Recent LP from a new discovery Saåad, a French ambient and drone duo.
And no, I have no idea how to pronounce that.
Confluences is a concept album forged around the meeting of two French rivers, the Aríege and Garonne, as exemplified by a fountain (the St. Michél fountain). Naturally water and its many distinctive tones are a big feature in this album, which revolves around field recordings captured from not only the fountain but the water courses themselves. They are not alone however, as they are supplemented greatly by thick and complex drones and guitars, specific phases of sounds that last for 5 minutes apiece to separate the singular track into 4 parts.
It’s been raining all day here, that same kind of dismal, frustratingly consistent rain that has almost no variation in its velocity, rate or pitch, the kind of weather that keeps the sky an ashen grey and forces it to get dark at about 2 in the afternoon. It’s kind of appropriate (perhaps even ironic) that I’m sitting here listening to an album that mirrors these sounds whilst doing a hydrogeological project (or was at least); at the right volume I can scarcely tell the difference between the water running off the roof above my head and the rain pattering the ground outside, and the gurgling field recordings emanating from my speakers. It’s an album that follows a molecule of water or a mote of silt along the course of a river, from its underground beginnings as it wells up to form a trickle of a spring, to the development of a stable stream to a broader, slower river channel which merges with its sister course into a single entity, as demarcated around 10 minutes in as a rising tumult of churning water samples. The course then continues to its final destination, the sea, where it meanders and fragments into a myriad of channels as complex field recordings dominate before disappearing into the surf.
I like the way that Confluences is not confined to this idea of these two very specific river systems meeting, however. If I turn the lights off now and allow the music to blend seamlessly with the rain outside I can imagine a different kind of confluence, one of the natural meeting the deeply unnatural, the urban landscape. Water gurgles through guttering, small pools form in imperfections on the impermeable concrete surfaces, rivulets braid and wind their way down the roads towards culverts where they make their own rivers, human designed rivers. The samples on Confluences could have been taken out in the heart of the countryside or right here, outside my house, but what is important is that it makes no difference either way; water is water, wet is wet, the same rules still apply no matter if we are look at the river (macro) scale or the road (micro) scale, the natural or the artificial.

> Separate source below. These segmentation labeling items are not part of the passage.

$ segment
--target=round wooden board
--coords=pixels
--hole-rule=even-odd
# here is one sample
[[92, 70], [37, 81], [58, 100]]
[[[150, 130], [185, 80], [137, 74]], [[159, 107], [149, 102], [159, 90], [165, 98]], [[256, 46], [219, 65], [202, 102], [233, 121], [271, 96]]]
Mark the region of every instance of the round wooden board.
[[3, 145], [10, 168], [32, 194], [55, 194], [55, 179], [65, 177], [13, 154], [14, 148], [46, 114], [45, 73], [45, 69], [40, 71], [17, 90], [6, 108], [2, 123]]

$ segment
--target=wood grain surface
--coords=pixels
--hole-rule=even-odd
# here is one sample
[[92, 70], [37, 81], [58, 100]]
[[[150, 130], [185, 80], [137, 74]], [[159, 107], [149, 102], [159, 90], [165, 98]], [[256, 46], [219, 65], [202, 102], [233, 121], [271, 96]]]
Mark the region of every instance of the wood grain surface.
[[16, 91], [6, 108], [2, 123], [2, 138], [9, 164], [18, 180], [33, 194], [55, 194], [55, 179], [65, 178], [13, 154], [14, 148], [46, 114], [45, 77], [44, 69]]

If you bought the limited edition cassette you’d be greeted by a bonus B-Side track “Spiritual Dilution”, which is perhaps even more transportive than the first; comprised solely of field recordings it’s difficult to describe how it can be both deeply meditative and relaxing yet somehow on edge and disturbing. Soft pulses of drone ebb and flow under the rushing water as generated by pitch pedals to create an unsettling atmosphere and things seem to puncture the water’s surface throughout; hands and feet, perhaps, or maybe also some unnameable creature wading and splashing through. Lying here in bed immersed, lights off, I wont lie to you it is extremely unnerving and chills me to the core, and I’m in love. I’m often thoroughly disappointed in Field Recordings albums but this track delivers everything I could ask for.
I’ve been listening to this album all day and I am deeply concerned for my 2012 Top10 right now, I seriously think we have a competitor near the top. It’s not often I say this about an album I’ve just met but I’m absolutely floored by this release. This is Drone and Field Recordings at their most refined.